Liest sich ganz vergnüglich, die gefakte Rockmusik-Vita, die Nick Hornby seinem Singer-Songwriter Tucker Crowe da verpaßt hat, mit fingiertem wikipedia-Eintrag und allem, was sonst noch dazugehört. Tucker Crowe, so will uns Hornby weismachen, hat in den 70er und 80er Jahren fünf Studioalben veröffentlicht, keines davon schaffte es unter die Top dreißig der berühmten Billboard-Charts. Die letzte LP aber, „Juliet“ aus dem Jahr 1986, kam immerhin auf Platz 29. „Juliet“ war Crowes größter Erfolg, und Duncan, sein ihn abgöttisch liebender Fan, kann natürlich jeden der zehn Songs auf dem Album auswendig rauf und runter singen.

Und dann – damit bringt Hornby die Handlung in Schwung – kommt plötzlich und unerwartet ein Album mit verschollen geglauten Demobändern von „Juliet“ auf den Markt, „Juliet, naked“, so der Titel. Duncan ist aus dem Häuschen. Er veröffentlicht eine hymnische Kritik auf der Tucker-Crowe-Internetseite – und reagiert vollkommen fassungslos, als seine Lebensgefährtin Annie eine kritische Gegen-Bespechung auf das Portal stellt. Um ihren Lover zu ärgern natürlich, und um vielleicht einen Funken Gefühl in ihm zu wecken, und seien’s nur Wut und Empörung.

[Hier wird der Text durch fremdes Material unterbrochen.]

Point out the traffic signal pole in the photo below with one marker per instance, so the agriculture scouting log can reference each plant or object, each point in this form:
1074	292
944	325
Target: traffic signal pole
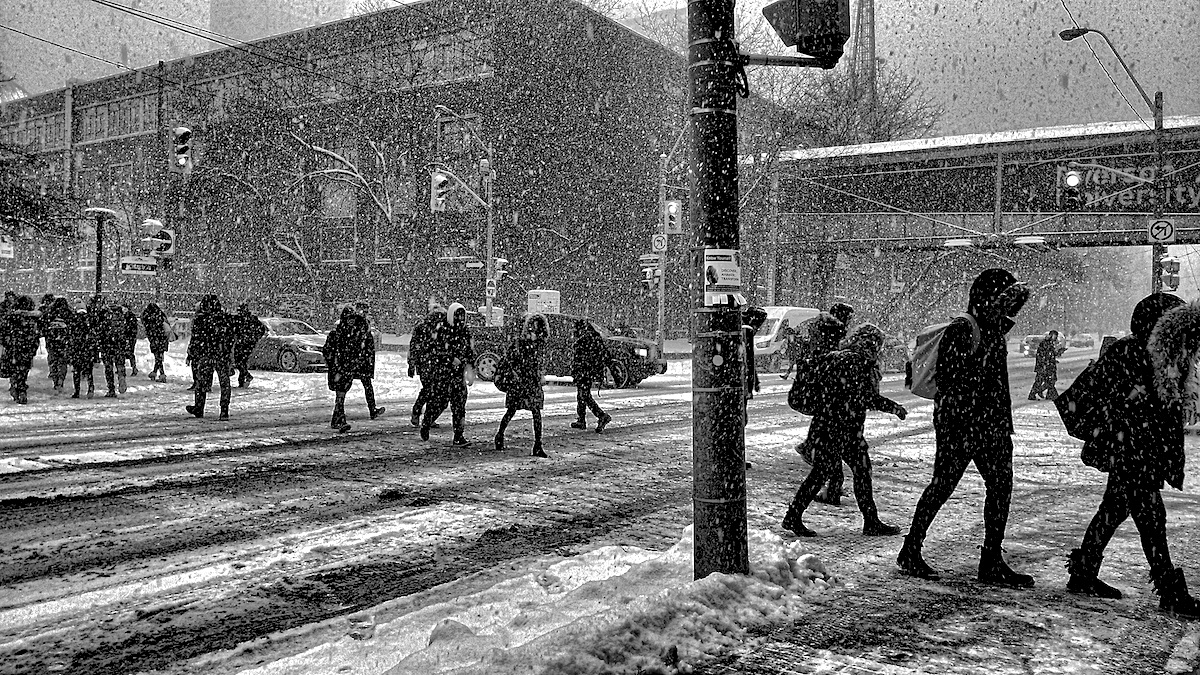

Nick Hornby hat sich das alles schön ausgedacht, Beziehungsverwicklungen zwischen patenten Frauen mit leisen Selbstzweifeln und mehr oder weniger lebensunfähigen Nerds sind schließlich seine Spezialität. Richtig spannend wird’s in „Juliet, naked“, als dann Tucker Crowe, der verschollen geglaubte Rock-Star, sich mit einem Mail bei Annie meldet und ihr zu ihrer hellsichtigen Plattenbesprechung gratuliert. Annie beginnt eine flirtive E-mail-Korrespondenz mit dem Singer-Songwriter – ohne ihrem Mann etwas davon zu verraten. Liebe in Zeiten des Internet, spät, aber doch hat sie auch Nick Hornby entdeckt...

Hornbys neuer Roman fängt stark und witzig an. Je weiter die Handlung aber voranschreitet, umso lascher und weniger überzeugend wirkt das alles. Vom Witz seines Zweitlings-Romans „High Fidelity“ ist dieses Buch Lichtjahre entfernt, und wenn auch immer wieder des Autors sympathische Menschenfreundlichkeit aufblitzt, so hat man auch die schon überzeugender gestaltet gefunden in früheren Büchern des popbegeisterten Briten.

Fazit: Mit den Romanen Nick Hornbys ist es ein bißchen wie mit den Filmen Woody Allens. Es gibt stärkere und schwächere, was echte Fans allerdings nicht wirklich zu stören vermag. Echte Nick-Hornby-Aficionados werden auch von „Juliet, naked“ angetan sein, obwohl das Buch zu den eher wenigen gelungenen Werken des 52jährigen Briten zählt.